# Welcome to the Data Engineering Lab
Run the cells below to generate the datasets needed for the advanced modules.

In [1]:
import pandas as pd
import numpy as np
from faker import Faker
import os

# 1. Setup Data Directory
# Ensure the folder exists so we don't get an error when saving
data_dir = '/home/jovyan/data'
os.makedirs(data_dir, exist_ok=True)

fake = Faker()
print("Generating Synthetic Data... This may take a minute.")

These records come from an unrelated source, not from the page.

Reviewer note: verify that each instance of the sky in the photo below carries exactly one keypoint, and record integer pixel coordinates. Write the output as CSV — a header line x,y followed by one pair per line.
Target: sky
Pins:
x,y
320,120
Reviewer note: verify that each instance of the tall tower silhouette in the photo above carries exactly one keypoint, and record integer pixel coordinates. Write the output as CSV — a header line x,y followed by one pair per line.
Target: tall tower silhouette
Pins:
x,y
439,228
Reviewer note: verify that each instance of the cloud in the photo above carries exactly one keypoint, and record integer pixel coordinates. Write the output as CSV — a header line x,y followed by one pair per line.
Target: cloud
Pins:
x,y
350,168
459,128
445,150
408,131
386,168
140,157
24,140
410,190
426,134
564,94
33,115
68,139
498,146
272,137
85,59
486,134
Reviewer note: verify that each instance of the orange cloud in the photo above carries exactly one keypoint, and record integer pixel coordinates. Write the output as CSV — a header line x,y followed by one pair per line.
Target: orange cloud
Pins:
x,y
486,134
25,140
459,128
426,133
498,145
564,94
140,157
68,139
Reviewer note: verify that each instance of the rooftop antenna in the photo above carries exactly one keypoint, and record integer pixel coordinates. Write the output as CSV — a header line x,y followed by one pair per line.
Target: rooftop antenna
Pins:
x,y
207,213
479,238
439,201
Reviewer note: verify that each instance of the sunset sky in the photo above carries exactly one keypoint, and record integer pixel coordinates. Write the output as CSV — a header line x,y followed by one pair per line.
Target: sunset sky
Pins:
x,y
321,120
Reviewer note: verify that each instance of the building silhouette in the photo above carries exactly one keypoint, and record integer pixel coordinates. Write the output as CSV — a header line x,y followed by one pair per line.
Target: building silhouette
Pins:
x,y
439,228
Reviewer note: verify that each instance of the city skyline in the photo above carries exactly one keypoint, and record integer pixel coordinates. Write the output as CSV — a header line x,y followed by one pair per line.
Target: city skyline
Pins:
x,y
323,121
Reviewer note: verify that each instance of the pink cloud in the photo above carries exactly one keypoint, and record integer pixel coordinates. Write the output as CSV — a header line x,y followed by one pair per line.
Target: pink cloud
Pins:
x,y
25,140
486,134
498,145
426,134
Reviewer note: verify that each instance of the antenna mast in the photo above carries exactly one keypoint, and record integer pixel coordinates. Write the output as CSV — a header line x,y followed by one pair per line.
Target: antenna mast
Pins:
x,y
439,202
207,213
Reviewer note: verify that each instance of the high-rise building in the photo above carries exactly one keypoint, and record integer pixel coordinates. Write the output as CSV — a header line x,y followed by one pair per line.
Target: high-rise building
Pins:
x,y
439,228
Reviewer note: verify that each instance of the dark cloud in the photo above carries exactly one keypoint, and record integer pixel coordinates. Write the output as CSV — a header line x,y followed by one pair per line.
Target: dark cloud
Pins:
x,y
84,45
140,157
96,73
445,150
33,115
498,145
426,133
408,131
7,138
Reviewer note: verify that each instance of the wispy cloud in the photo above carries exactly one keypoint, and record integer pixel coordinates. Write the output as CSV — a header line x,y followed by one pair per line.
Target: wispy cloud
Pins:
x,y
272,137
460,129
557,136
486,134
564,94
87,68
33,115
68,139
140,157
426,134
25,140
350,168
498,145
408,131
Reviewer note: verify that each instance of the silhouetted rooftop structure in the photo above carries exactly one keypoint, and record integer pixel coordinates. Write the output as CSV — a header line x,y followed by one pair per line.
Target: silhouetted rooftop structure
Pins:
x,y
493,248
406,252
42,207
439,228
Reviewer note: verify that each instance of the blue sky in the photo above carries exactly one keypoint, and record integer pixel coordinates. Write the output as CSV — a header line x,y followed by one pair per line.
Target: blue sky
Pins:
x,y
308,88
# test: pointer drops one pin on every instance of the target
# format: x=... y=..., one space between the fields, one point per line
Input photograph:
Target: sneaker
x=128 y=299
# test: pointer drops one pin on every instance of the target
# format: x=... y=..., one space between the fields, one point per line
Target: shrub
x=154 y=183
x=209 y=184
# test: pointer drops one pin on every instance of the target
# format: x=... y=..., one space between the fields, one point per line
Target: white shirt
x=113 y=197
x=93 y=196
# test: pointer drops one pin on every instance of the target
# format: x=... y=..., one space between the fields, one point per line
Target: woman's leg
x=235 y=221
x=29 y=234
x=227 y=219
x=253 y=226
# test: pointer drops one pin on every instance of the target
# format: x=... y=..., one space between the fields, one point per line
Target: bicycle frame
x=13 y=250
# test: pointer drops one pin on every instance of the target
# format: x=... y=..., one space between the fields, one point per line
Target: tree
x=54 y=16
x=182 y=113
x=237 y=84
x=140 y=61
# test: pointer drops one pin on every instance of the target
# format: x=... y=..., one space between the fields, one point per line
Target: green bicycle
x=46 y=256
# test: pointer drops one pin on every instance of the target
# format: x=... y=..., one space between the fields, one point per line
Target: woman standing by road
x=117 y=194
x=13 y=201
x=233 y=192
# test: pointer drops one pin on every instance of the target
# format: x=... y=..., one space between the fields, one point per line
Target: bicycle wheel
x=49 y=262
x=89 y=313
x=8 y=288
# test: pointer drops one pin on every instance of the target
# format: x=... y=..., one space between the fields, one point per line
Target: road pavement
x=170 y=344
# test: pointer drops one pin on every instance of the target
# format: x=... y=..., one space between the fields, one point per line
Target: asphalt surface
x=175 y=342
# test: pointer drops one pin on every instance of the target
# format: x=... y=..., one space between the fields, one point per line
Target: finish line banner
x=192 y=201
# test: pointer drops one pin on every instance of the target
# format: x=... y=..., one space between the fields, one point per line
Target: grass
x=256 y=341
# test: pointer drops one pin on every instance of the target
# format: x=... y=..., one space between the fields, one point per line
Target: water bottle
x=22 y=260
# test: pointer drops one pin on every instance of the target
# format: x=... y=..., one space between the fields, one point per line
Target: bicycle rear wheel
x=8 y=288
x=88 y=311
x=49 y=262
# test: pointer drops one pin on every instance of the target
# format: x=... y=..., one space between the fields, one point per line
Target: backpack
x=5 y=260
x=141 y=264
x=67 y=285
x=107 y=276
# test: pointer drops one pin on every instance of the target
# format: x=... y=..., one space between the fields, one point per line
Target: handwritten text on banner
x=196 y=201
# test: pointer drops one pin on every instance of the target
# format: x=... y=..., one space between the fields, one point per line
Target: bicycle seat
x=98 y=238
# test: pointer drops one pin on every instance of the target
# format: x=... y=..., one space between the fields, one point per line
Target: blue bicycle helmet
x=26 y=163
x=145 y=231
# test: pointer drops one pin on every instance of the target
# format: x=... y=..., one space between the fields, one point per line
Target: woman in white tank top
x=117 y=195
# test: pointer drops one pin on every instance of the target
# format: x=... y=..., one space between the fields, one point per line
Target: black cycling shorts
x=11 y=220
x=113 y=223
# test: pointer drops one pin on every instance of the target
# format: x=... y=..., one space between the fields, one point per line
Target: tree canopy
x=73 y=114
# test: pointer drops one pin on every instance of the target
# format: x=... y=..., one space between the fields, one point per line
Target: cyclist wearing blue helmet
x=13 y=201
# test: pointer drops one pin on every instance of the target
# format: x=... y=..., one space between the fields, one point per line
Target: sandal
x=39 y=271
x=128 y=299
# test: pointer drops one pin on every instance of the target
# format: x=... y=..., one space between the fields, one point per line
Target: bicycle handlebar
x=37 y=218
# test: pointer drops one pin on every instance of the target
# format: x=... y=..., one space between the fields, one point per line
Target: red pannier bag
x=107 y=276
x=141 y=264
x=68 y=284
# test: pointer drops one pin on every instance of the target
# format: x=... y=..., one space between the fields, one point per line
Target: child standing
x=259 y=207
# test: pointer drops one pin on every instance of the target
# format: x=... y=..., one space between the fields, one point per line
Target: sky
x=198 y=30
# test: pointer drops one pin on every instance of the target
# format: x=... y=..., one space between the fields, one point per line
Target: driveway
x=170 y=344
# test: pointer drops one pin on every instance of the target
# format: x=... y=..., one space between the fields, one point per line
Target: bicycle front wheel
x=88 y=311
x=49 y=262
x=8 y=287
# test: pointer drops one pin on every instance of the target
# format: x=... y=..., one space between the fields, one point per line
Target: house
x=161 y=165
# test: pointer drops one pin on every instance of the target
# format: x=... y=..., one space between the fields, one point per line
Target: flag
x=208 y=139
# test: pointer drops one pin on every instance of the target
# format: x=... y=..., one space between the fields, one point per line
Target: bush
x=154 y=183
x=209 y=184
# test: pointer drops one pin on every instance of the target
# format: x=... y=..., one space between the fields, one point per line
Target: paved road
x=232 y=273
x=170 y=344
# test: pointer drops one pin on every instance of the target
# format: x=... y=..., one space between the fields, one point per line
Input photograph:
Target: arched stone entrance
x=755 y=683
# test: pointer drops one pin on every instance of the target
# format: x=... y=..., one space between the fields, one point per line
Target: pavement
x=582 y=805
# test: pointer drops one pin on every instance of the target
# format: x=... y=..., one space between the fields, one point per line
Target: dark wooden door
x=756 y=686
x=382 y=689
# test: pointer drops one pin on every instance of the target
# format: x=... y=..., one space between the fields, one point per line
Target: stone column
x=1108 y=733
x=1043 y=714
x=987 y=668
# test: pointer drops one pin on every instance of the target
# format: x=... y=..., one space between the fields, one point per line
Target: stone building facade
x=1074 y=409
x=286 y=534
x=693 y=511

# 2. Generate 'Big' Data (1 Million Rows for Performance Tuning)
# We will simulate a 'Trips' dataset similar to NYC Taxi to teach OLAP concepts
row_count = 1_000_000

# Create a DataFrame with random data
df = pd.DataFrame({
    'trip_id': range(row_count),
    'vendor_id': np.random.choice(['V1', 'V2'], row_count),
    'pickup_at': pd.date_range(start='2024-01-01', periods=row_count, freq='S'),
    'passenger_count': np.random.randint(1, 7, row_count),
    'trip_distance': np.random.uniform(0.5, 20.0, row_count),
    'fare_amount': np.random.uniform(5.0, 100.0, row_count)
})

# 3. Introduce 'Dirty Data' (Crucial for Data Engineering Drills)
# We intentionally corrupt the data so students have to clean it later.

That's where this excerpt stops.